Re: [RFC PATCH 1/2] locking: add mutex_lock_nospin()

From: Yafang Shao

Date: Wed Mar 04 2026 - 09:45:46 EST

On Wed, Mar 4, 2026 at 8:41 PM Peter Zijlstra <peterz@xxxxxxxxxxxxx> wrote:
>
> On Wed, Mar 04, 2026 at 07:52:06PM +0800, Yafang Shao wrote:
> > On Wed, Mar 4, 2026 at 6:11 PM Peter Zijlstra <peterz@xxxxxxxxxxxxx> wrote:
> > >
> > > On Wed, Mar 04, 2026 at 05:37:31PM +0800, Yafang Shao wrote:
> > > > On Wed, Mar 4, 2026 at 5:03 PM Peter Zijlstra <peterz@xxxxxxxxxxxxx> wrote:
> > > > >
> > > > > On Wed, Mar 04, 2026 at 03:46:49PM +0800, Yafang Shao wrote:
> > > > > > Introduce mutex_lock_nospin(), a helper that disables optimistic spinning
> > > > > > on the owner for specific heavy locks. This prevents long spinning times
> > > > > > that can lead to latency spikes for other tasks on the same runqueue.
> > > > >
> > > > > This makes no sense; spinning stops on need_resched().
> > > >
> > > > Hello Peter,
> > > >
> > > > The condition to stop spinning on need_resched() relies on the mutex
> > > > owner remaining unchanged. However, when multiple tasks contend for
> > > > the same lock, the owner can change frequently. This creates a
> > > > potential TOCTOU (Time of Check to Time of Use) issue.
> > > >
> > > > mutex_optimistic_spin
> > > > owner = __mutex_trylock_or_owner(lock);
> > > > mutex_spin_on_owner
> > > > // the __mutex_owner(lock) might get a new owner.
> > > > while (__mutex_owner(lock) == owner)
> > > >
> > >
> > > How do these new owners become the owner?
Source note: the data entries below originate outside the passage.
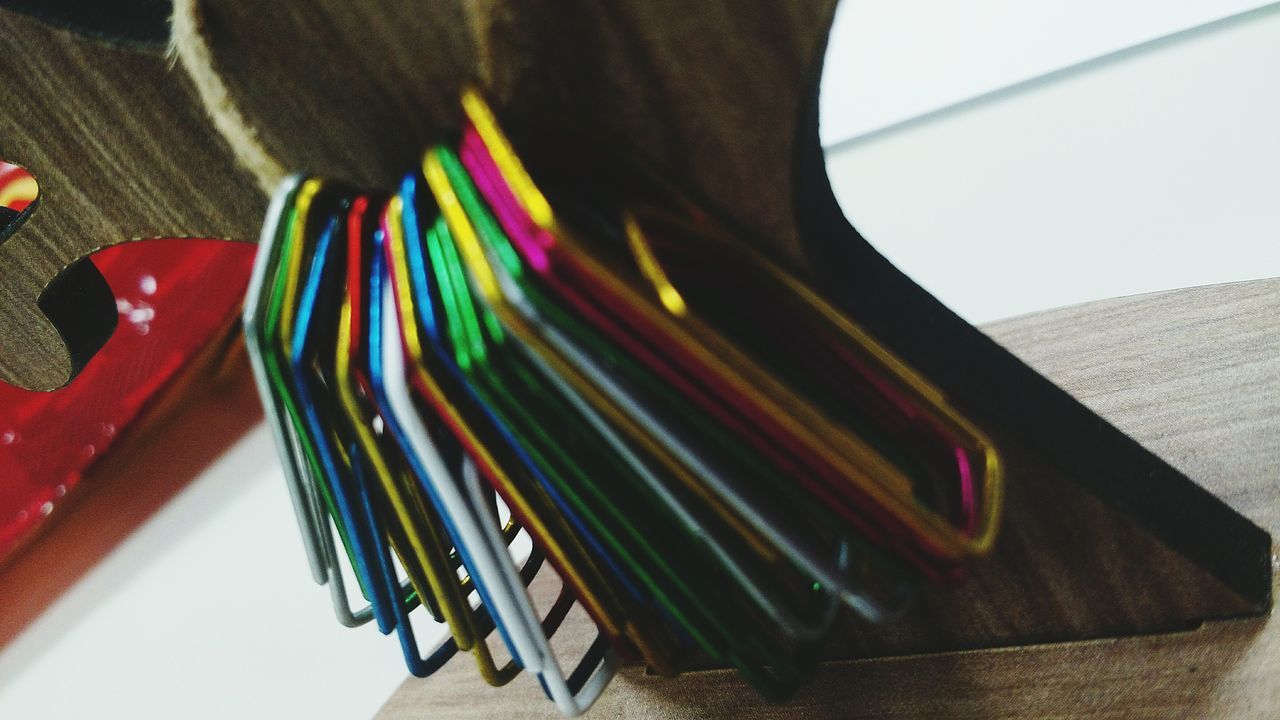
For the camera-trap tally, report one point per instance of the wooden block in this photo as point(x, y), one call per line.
point(1193, 374)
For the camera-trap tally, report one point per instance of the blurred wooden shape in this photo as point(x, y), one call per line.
point(1194, 374)
point(193, 420)
point(122, 150)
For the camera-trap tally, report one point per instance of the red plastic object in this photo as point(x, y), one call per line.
point(174, 296)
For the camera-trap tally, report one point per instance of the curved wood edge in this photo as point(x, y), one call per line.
point(122, 150)
point(1192, 373)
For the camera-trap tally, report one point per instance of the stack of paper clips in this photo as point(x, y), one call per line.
point(709, 458)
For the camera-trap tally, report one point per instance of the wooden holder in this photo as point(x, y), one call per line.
point(1101, 537)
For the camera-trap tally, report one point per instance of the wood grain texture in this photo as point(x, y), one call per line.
point(1192, 373)
point(122, 150)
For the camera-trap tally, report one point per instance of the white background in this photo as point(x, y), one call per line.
point(1150, 168)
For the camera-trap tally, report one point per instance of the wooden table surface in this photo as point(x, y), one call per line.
point(1194, 376)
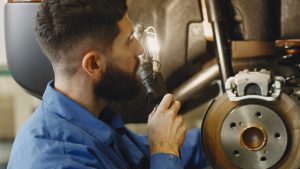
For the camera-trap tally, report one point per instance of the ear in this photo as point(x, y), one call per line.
point(93, 63)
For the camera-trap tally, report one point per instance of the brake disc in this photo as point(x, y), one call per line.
point(252, 134)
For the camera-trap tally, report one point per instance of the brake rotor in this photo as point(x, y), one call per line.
point(252, 134)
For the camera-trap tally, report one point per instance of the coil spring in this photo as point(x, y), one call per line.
point(290, 56)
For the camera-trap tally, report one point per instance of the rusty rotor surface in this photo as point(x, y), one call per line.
point(286, 110)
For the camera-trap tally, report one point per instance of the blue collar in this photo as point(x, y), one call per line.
point(58, 103)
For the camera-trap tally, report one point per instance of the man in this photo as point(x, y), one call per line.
point(93, 52)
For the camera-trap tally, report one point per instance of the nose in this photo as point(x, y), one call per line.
point(139, 48)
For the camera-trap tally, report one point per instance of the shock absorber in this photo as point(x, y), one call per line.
point(289, 55)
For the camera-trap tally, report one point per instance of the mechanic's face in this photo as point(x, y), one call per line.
point(119, 81)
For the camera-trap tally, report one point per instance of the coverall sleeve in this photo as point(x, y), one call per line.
point(191, 154)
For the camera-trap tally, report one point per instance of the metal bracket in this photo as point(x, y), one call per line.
point(254, 85)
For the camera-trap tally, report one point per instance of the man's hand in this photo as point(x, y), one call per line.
point(166, 130)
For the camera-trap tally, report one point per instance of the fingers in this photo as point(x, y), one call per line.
point(175, 106)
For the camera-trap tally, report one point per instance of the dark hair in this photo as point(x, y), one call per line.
point(62, 26)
Are they succeeding the
> > > __mutex_trylock() that sits before mutex_optimistic_spin() and
> > > effectively starving the spinner?
> > >
> > > Something like the below would make a difference if that were so.
> >
> > The following change made no difference; concurrent runs still result
> > in prolonged system time.
> >
> > real 0m5.265s user 0m0.000s sys 0m4.921s
> > real 0m5.295s user 0m0.002s sys 0m4.697s
> > real 0m5.293s user 0m0.003s sys 0m4.844s
> > real 0m5.303s user 0m0.001s sys 0m4.511s
> > real 0m5.303s user 0m0.000s sys 0m4.694s
> > real 0m5.302s user 0m0.002s sys 0m4.677s
> > real 0m5.313s user 0m0.000s sys 0m4.837s
> > real 0m5.327s user 0m0.000s sys 0m4.808s
> > real 0m5.330s user 0m0.001s sys 0m4.893s
> > real 0m5.358s user 0m0.005s sys 0m4.919s
> >
> > Our kernel is not built with CONFIG_PREEMPT enabled, so prolonged
> > system time can lead to CPU pressure and potential latency spikes.
> > Since we can reliably reproduce this unnecessary spinning, why not
> > improve it to reduce the overhead?
>
> If you cannot explain what the problem is (you haven't), there is
> nothing to fix.
>
> Also, current kernels cannot be build without PREEMPT; and if you care
> about latency running a PREEMPT=n kernel is daft. That said,
> TIF_NEED_RESCHED should work irrespective of PREEMPT settings, the
> PREEMPT settings just affect when and how you end up in schedule().
>
> Even without PREEMPT, if there is a task waiting either the wakeup or
> the tick will set TIF_NEED_RESCHED and it should stop spinning. If there
> is no task waiting, there is no actual latency, just burning CPU time,
> and that isn't a problem per-se.
>
> What should happen is that the first spinner gets the lock next, the
> next spinner is then promoted to first spinner and so on.
>
> This chain continues, which means the lock owner is always
> on-cpu and good progress is being made and there is no CPU contention,
> or the spinner gets marked for preemption (as said, this does not
> require PREEMPT=y) and will stop spinning and go sleep, or the owner
> goes to sleep and all the spinners stop and also go sleep.
>
> Again, you have not said anything specific enough to figure out what
> happens on your end. You said the owner changes, this means there is
> progress made. What isn't clear is if any one particular spinner is
> starved (that would be a problem)

As far as I can tell, no spinner is starved. The spinner and the
impacted task are interleaved, which is expected behavior.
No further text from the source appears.